Last August, London’s Palmers Green mosque, a “moderate” institution whose congregants do interfaith work with the local Jewish community, rolled out the red carpet to Masroor, who spent 30 minutes educating his hushed audience about “abusers” in the UK “Jewish lobby”, the “Jewish supremacist ideology” that “holds our government hostage” and how Obama has been “bought” by “Zionists”.
His filthy tirade, which can be heard here (it starts in Arabic but moves to English after a few seconds) ends with an impassioned plea to “Keep struggling” or you “won’t enter paradise”. Masroor’s hands are not bloodstained, but his mouth surely is.
Now consider the public statements of mainstream community organisations that have ill-served British Muslims for decades.
The Muslim Council of Britain’s (MCB) infamous official response to the 7 July 2005 London bombings still chills the bones 10 years on:
“We do naturally feel deeply for the sufferings... yet we also remind ourselves of the verse of the Qur’an, “O you who believe! Be steadfast witnesses for Allah in equity… We call on the international community to work towards just and lasting peace settlements… and help eliminate the grievances that seem to nurture a spiral of violence.”
In other words, the 52 victims probably had it coming.
It should be stressed that that was a decade ago and the MCB has come a long way since such comments and its boycott of Holocaust Memorial Day.
Today’s soundtrack can be just as sinister. On Monday, in response to Cameron’s constructive call for a united front, Asghar Bukhari, the paranoid founder of the Muslim Public Affairs Committee who last month accused Zionists of “creeping into my home and stealing my shoe”, said:
“The vast majority of Muslim communities see David Cameron, his government and his policies as being at the forefront of alienating them, demonising them and pushing them into a corner.”
Why constructively engage when you can take knee-jerk offence?
So where are all these "mainstream" voices of reason being “overpowered” by radicals? 
Where are all the progressives determined to put paradise-seeking genies like Ajmal Masroor firmly back in their bottle?
They exist, but you can count those who put their head above the parapet on one hand with fingers to spare.
A Muslim leader is yet to emerge to take the mantle of the late, great Zaki Badawi. Before his death in 2006, this brave enemy of extremism, who coined the helpful term “British Islam”, told the Guardian:
“I want the government to help me train better imams. It’s cheaper than having to combat the effect of bad imams.”

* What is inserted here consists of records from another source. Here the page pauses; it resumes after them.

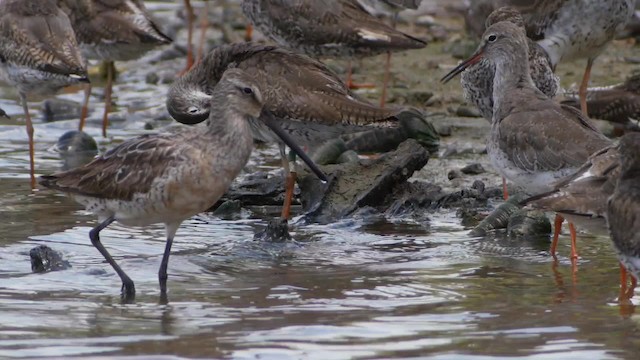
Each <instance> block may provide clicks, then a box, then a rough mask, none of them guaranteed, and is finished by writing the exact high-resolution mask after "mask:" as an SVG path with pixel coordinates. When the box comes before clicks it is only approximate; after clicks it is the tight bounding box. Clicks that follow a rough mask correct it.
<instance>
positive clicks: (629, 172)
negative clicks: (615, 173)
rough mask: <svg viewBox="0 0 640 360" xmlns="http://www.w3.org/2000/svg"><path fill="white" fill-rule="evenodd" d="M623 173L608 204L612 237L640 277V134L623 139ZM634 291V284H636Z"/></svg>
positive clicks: (620, 258)
mask: <svg viewBox="0 0 640 360" xmlns="http://www.w3.org/2000/svg"><path fill="white" fill-rule="evenodd" d="M618 151H619V152H620V176H619V179H618V182H617V184H616V188H615V191H614V193H613V196H611V197H610V198H609V201H608V205H607V221H608V223H609V232H610V234H611V240H612V241H613V245H614V247H615V249H616V250H617V252H618V259H620V262H621V263H622V265H623V266H624V267H625V268H626V269H627V270H628V271H629V272H631V273H632V274H633V276H634V277H635V279H636V280H637V279H638V277H639V276H640V180H639V179H640V134H628V135H625V136H624V137H623V138H622V139H620V144H619V145H618ZM632 290H633V287H632Z"/></svg>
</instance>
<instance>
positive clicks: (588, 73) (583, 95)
mask: <svg viewBox="0 0 640 360" xmlns="http://www.w3.org/2000/svg"><path fill="white" fill-rule="evenodd" d="M592 66H593V59H592V58H589V59H587V67H586V69H584V75H583V76H582V83H580V90H579V92H578V96H580V111H582V113H583V114H584V116H588V113H587V86H588V85H589V78H590V77H591V67H592Z"/></svg>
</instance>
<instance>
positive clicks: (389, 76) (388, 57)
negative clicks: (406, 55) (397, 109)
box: [380, 51, 391, 108]
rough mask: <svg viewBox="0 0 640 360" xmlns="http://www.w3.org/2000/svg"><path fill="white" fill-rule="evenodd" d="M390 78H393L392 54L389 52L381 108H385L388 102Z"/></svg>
mask: <svg viewBox="0 0 640 360" xmlns="http://www.w3.org/2000/svg"><path fill="white" fill-rule="evenodd" d="M389 77H391V52H390V51H388V52H387V60H386V62H385V65H384V81H383V83H382V96H381V97H380V107H381V108H384V104H385V102H386V101H387V86H388V85H389Z"/></svg>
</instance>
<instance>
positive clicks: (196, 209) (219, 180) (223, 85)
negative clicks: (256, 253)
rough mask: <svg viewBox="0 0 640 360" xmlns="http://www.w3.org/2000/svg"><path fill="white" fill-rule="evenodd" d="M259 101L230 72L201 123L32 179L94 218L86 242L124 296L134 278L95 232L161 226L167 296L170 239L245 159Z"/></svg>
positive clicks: (239, 79)
mask: <svg viewBox="0 0 640 360" xmlns="http://www.w3.org/2000/svg"><path fill="white" fill-rule="evenodd" d="M262 99H263V98H262V94H261V92H260V90H259V87H258V86H257V84H256V83H255V82H254V81H253V79H252V76H251V75H249V74H247V73H246V72H244V71H242V70H240V69H230V70H228V71H227V72H225V74H224V75H223V76H222V78H221V79H220V81H219V82H218V84H217V85H216V87H215V88H214V90H213V93H212V96H211V108H212V109H215V111H212V112H211V116H210V119H209V122H208V123H207V126H206V127H192V128H187V129H184V130H183V131H180V132H177V133H171V134H157V135H145V136H141V137H138V138H135V139H131V140H128V141H125V142H124V143H122V144H120V145H119V146H117V147H115V148H113V149H111V150H110V151H108V152H106V153H105V154H104V155H102V156H100V157H98V158H96V159H95V160H93V161H92V162H91V163H89V164H87V165H84V166H82V167H80V168H76V169H73V170H70V171H66V172H62V173H58V174H54V175H49V176H43V177H41V178H40V179H39V182H40V184H41V185H42V186H44V187H47V188H50V189H55V190H59V191H61V192H64V193H67V194H69V195H71V196H72V197H73V198H74V199H75V200H76V201H78V202H79V203H81V204H82V205H84V206H85V207H86V208H87V210H89V211H91V212H93V213H95V214H96V215H98V217H99V221H100V224H99V225H98V226H96V227H95V228H93V230H91V232H90V233H89V236H90V238H91V243H92V244H93V246H95V247H96V248H97V249H98V251H100V253H101V254H102V255H103V256H104V258H105V259H106V260H107V262H108V263H109V264H110V265H111V266H112V267H113V269H114V270H115V271H116V273H117V274H118V276H119V277H120V279H121V280H122V293H123V296H124V298H125V299H127V300H130V299H133V298H134V296H135V287H134V284H133V281H132V280H131V279H130V278H129V276H127V274H126V273H125V272H124V271H123V270H122V269H121V268H120V266H118V264H117V263H116V262H115V260H114V259H113V258H112V257H111V255H110V254H109V252H108V251H107V250H106V249H105V248H104V246H103V245H102V243H101V242H100V236H99V235H100V231H102V230H103V229H104V228H106V227H107V226H109V224H111V223H112V222H114V221H118V222H120V223H122V224H123V225H127V226H146V225H150V224H155V223H164V224H165V230H166V233H167V243H166V247H165V251H164V255H163V256H162V262H161V263H160V270H159V272H158V278H159V281H160V291H161V294H166V290H167V266H168V263H169V254H170V252H171V245H172V243H173V237H174V235H175V233H176V231H177V230H178V227H179V226H180V224H181V223H182V222H183V221H184V220H186V219H188V218H189V217H191V216H193V215H195V214H197V213H199V212H202V211H205V210H207V209H208V208H209V207H211V206H212V205H213V204H215V202H216V201H217V200H218V199H219V198H220V197H221V196H222V195H223V194H224V192H225V191H226V190H227V188H228V187H229V185H230V184H231V181H232V180H233V179H234V178H235V177H236V176H237V175H238V174H239V173H240V171H241V170H242V168H243V167H244V166H245V164H246V163H247V160H248V159H249V155H250V154H251V150H252V148H253V138H252V136H251V129H250V125H249V122H250V121H253V120H250V119H254V120H255V119H257V118H258V117H259V116H260V115H261V110H262V106H263V100H262ZM263 116H265V117H264V118H261V119H262V120H264V121H265V124H267V126H270V127H274V129H275V128H276V127H277V123H276V122H275V121H274V120H273V118H270V117H269V116H268V114H264V115H263ZM262 120H261V121H262ZM283 140H285V141H287V142H288V143H290V144H291V146H293V148H294V149H295V151H300V149H299V148H298V147H296V146H295V144H294V143H292V142H290V141H289V139H283ZM301 155H303V154H301ZM303 156H304V155H303ZM304 158H306V157H304ZM316 170H317V169H316Z"/></svg>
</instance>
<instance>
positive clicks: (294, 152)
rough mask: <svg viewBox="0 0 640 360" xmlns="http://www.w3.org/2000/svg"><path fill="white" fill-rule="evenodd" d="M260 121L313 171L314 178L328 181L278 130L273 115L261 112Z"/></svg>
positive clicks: (268, 111)
mask: <svg viewBox="0 0 640 360" xmlns="http://www.w3.org/2000/svg"><path fill="white" fill-rule="evenodd" d="M260 120H262V121H264V123H265V124H266V125H267V126H268V127H269V129H271V131H273V132H274V133H275V134H276V135H278V137H279V138H280V139H282V141H283V142H284V143H285V144H287V146H288V147H289V148H290V149H291V150H293V152H294V153H296V155H298V156H300V158H301V159H302V161H304V162H305V163H306V164H307V166H308V167H309V169H311V171H313V173H314V174H316V176H317V177H318V178H319V179H320V180H322V181H324V182H327V181H328V179H327V176H326V175H325V174H324V173H323V172H322V170H320V168H318V165H316V164H315V163H314V162H313V160H311V158H310V157H309V156H308V155H307V154H306V153H305V152H304V151H302V148H300V146H298V144H296V143H295V142H294V141H293V139H292V138H291V137H290V136H289V134H287V133H286V132H284V131H283V130H282V129H281V128H280V126H279V125H278V120H277V119H276V118H275V116H274V115H273V113H271V112H270V111H268V110H262V114H260Z"/></svg>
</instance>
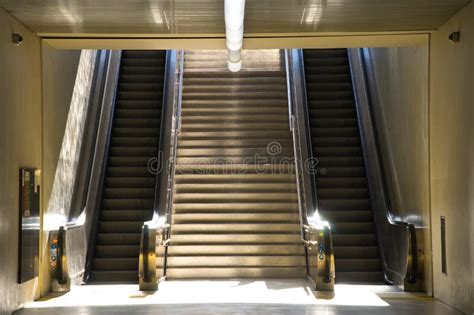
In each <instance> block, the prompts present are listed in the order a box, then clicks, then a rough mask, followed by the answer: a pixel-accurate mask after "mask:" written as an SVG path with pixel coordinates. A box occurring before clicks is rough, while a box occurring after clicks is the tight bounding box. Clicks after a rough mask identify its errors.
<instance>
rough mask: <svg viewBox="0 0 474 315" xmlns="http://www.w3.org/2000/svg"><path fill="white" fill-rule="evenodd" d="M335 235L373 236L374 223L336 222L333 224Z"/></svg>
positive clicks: (333, 227)
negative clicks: (355, 234) (339, 234)
mask: <svg viewBox="0 0 474 315" xmlns="http://www.w3.org/2000/svg"><path fill="white" fill-rule="evenodd" d="M331 229H332V231H333V234H358V233H360V234H371V233H375V225H374V223H373V222H334V223H333V224H331Z"/></svg>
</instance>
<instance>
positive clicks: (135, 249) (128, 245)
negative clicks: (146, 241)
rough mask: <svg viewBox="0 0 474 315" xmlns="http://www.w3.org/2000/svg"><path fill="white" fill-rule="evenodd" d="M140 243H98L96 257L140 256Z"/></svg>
mask: <svg viewBox="0 0 474 315" xmlns="http://www.w3.org/2000/svg"><path fill="white" fill-rule="evenodd" d="M139 252H140V246H139V245H98V246H96V247H95V258H138V254H139Z"/></svg>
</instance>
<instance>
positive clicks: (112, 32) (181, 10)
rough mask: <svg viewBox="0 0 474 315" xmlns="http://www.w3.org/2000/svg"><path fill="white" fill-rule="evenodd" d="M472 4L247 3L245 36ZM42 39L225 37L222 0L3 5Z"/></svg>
mask: <svg viewBox="0 0 474 315" xmlns="http://www.w3.org/2000/svg"><path fill="white" fill-rule="evenodd" d="M468 2H470V0H247V2H246V13H245V33H246V34H270V33H273V34H282V33H293V34H294V33H303V34H304V33H314V32H374V31H382V32H385V31H418V30H430V29H435V28H437V27H438V26H440V25H441V24H442V23H443V22H444V21H446V20H447V19H448V18H449V17H451V16H452V15H453V14H454V13H456V12H457V11H459V10H460V9H461V8H462V7H463V6H465V5H466V4H467V3H468ZM0 6H2V7H3V8H4V9H5V10H7V11H9V12H10V13H11V14H12V15H13V16H15V17H16V18H17V19H18V20H19V21H21V22H22V23H23V24H25V25H26V26H27V27H29V28H30V29H31V30H33V31H35V32H37V33H39V34H40V35H43V36H72V35H74V34H75V35H88V34H89V35H93V34H94V35H114V34H115V35H119V34H120V35H127V34H129V35H131V34H135V35H137V34H138V35H140V34H141V35H167V36H168V35H169V36H173V37H182V36H183V35H188V36H194V35H196V36H198V35H199V36H202V35H209V36H215V35H217V36H219V35H222V34H223V32H224V15H223V12H224V8H223V7H224V0H0Z"/></svg>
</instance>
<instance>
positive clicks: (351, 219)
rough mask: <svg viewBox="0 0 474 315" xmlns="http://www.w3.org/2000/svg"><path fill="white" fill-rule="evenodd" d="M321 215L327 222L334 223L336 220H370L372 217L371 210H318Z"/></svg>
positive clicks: (371, 220) (364, 220) (346, 220)
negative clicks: (357, 210)
mask: <svg viewBox="0 0 474 315" xmlns="http://www.w3.org/2000/svg"><path fill="white" fill-rule="evenodd" d="M319 212H320V214H321V216H322V217H323V218H324V219H326V220H328V221H329V222H331V223H333V224H335V223H336V222H370V221H372V220H373V219H374V217H373V214H372V211H370V210H365V211H356V210H350V211H341V210H339V211H334V210H330V211H323V210H320V211H319Z"/></svg>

Badawi was shocked at the number of Muslim leaders who can’t speak English being imported from Saudi Arabia. He firmly believed British Islam must be rooted in British values.

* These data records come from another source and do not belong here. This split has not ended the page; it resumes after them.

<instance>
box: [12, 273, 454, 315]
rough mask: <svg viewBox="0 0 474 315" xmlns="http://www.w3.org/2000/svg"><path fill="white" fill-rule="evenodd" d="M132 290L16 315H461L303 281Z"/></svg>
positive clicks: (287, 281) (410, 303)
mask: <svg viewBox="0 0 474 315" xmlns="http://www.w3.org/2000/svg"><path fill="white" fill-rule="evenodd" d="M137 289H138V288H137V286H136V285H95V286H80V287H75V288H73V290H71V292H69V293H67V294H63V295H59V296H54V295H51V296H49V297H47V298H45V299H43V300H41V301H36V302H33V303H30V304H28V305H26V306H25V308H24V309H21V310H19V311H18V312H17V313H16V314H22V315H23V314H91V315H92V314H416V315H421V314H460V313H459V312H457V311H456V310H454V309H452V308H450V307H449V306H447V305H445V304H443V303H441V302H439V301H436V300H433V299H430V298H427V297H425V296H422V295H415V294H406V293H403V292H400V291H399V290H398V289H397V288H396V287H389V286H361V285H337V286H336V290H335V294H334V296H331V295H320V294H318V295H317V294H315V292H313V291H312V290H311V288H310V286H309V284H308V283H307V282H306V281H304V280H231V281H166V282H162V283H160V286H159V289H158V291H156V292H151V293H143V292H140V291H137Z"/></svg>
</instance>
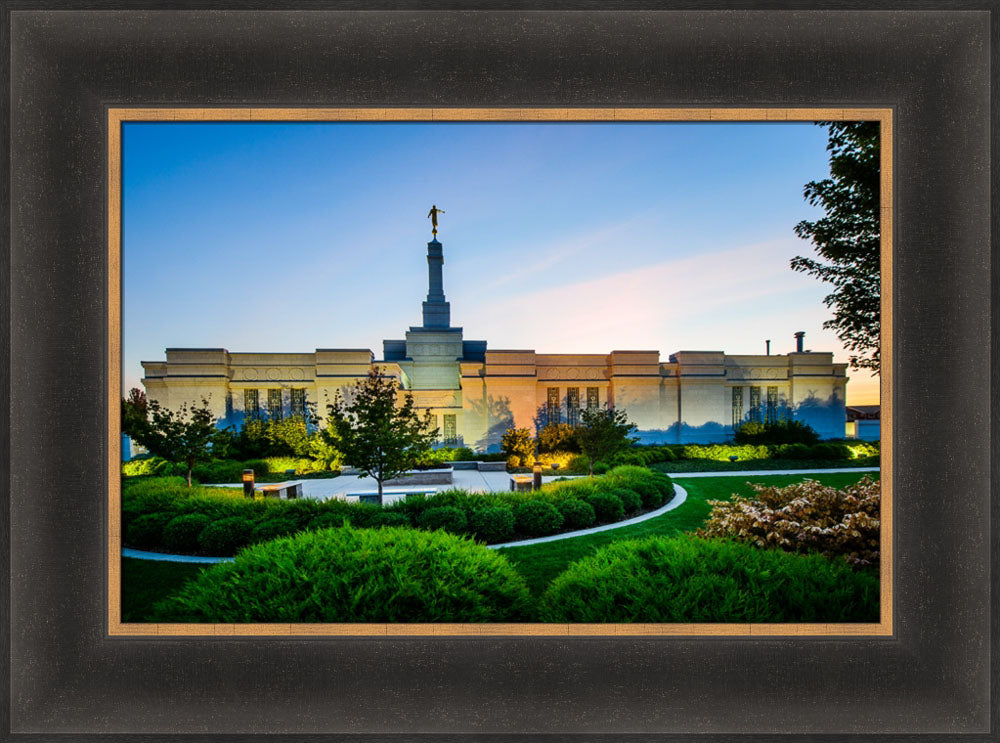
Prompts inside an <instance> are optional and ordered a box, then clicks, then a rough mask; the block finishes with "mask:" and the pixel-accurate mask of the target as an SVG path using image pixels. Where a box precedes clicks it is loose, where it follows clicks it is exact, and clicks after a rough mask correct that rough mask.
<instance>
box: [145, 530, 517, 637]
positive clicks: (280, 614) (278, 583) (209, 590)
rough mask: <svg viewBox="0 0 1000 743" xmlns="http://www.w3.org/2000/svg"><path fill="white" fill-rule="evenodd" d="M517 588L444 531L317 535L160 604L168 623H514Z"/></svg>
mask: <svg viewBox="0 0 1000 743" xmlns="http://www.w3.org/2000/svg"><path fill="white" fill-rule="evenodd" d="M530 600H531V599H530V595H529V593H528V589H527V586H526V584H525V582H524V579H523V578H522V577H521V576H520V575H519V574H518V573H517V571H516V570H514V568H512V567H511V565H510V563H508V562H507V560H506V558H504V557H503V556H502V555H500V554H498V553H497V552H496V551H495V550H491V549H488V548H487V547H484V546H482V545H478V544H475V543H474V542H471V541H469V540H467V539H463V538H461V537H457V536H454V535H451V534H446V533H443V532H426V531H420V530H418V529H401V528H396V529H392V528H386V529H354V528H352V527H346V528H342V529H324V530H322V531H318V532H304V533H301V534H297V535H296V536H294V537H286V538H283V539H278V540H276V541H273V542H268V543H266V544H258V545H254V546H251V547H249V548H247V549H245V550H243V551H242V552H241V553H239V554H238V555H237V556H236V559H235V560H234V561H232V562H228V563H220V564H218V565H215V566H213V567H211V568H209V569H207V570H205V571H204V572H202V573H201V574H200V575H199V576H198V578H196V579H195V580H193V581H191V582H190V583H188V584H187V585H185V586H184V588H182V589H181V590H180V592H178V593H177V594H175V595H174V596H173V597H171V598H168V599H166V600H164V601H162V602H160V603H159V604H158V605H157V606H156V607H155V608H154V611H153V620H154V621H170V622H227V623H228V622H240V623H245V622H517V621H524V620H526V619H528V618H529V617H528V610H529V605H530Z"/></svg>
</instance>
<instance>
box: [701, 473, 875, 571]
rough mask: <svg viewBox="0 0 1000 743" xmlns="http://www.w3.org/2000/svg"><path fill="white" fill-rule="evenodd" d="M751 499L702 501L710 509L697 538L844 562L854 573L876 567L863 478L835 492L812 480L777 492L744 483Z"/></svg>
mask: <svg viewBox="0 0 1000 743" xmlns="http://www.w3.org/2000/svg"><path fill="white" fill-rule="evenodd" d="M749 484H750V486H751V487H752V488H753V489H754V490H755V491H756V495H755V496H754V497H749V498H748V497H743V496H733V498H732V500H728V501H712V500H710V501H708V504H709V505H710V506H712V513H711V514H710V515H709V517H708V520H707V521H706V522H705V526H704V527H703V528H702V529H699V530H698V536H701V537H722V538H728V539H735V540H736V541H739V542H745V543H748V544H754V545H756V546H758V547H770V548H777V549H781V550H785V551H787V552H819V553H821V554H824V555H826V556H827V557H838V556H842V557H844V558H845V559H846V560H847V562H849V563H850V564H851V565H854V566H855V567H859V568H868V567H876V568H877V567H878V564H879V527H880V525H881V521H880V518H879V512H880V511H879V509H880V507H881V505H882V491H881V487H880V483H879V481H878V480H872V479H871V478H869V477H867V476H866V477H863V478H862V479H861V480H860V481H859V482H857V483H856V484H854V485H851V486H849V487H846V488H843V489H841V490H837V489H836V488H832V487H828V486H826V485H822V484H821V483H819V482H817V481H816V480H805V481H803V482H800V483H798V484H795V485H788V486H786V487H783V488H779V487H773V486H772V487H768V486H765V485H755V484H753V483H749Z"/></svg>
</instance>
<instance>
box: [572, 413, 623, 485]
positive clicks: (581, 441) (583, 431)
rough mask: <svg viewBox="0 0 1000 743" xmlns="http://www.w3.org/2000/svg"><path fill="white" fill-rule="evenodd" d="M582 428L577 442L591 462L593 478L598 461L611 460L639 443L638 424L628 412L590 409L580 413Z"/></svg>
mask: <svg viewBox="0 0 1000 743" xmlns="http://www.w3.org/2000/svg"><path fill="white" fill-rule="evenodd" d="M580 420H581V425H580V427H579V428H578V429H577V433H576V440H577V443H578V444H579V446H580V451H581V452H582V453H583V454H584V456H586V457H587V459H588V460H589V461H590V476H591V477H593V476H594V462H595V461H597V460H598V459H601V460H605V461H607V460H608V459H610V458H611V457H612V456H614V455H615V454H617V453H618V452H620V451H622V450H623V449H625V448H627V447H629V446H630V445H631V444H633V443H634V442H635V439H633V438H631V434H632V432H633V431H635V424H634V423H630V422H629V420H628V416H627V415H626V414H625V411H624V410H615V409H614V408H612V407H610V406H608V407H604V408H588V409H586V410H583V411H581V413H580Z"/></svg>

Nine years on, Badawi’s legacy lies in tatters. Today’s default Muslim position on ISIS could hardly be more passive: “We’re not responsible for the extremism of others so why must we apologise for it?”
Every chance to declare all-out war on the malignant cancer in their religion is greeted with embarrassment, obfuscation or obscene silence.
For all David Cameron’s big plans and brave words, only the revival of Badawi’s brand of progressive British Islam can prevent growing numbers of young Muslims from teetering on the edge of a moral precipice.
Until then the loonies will always have the loudest voices.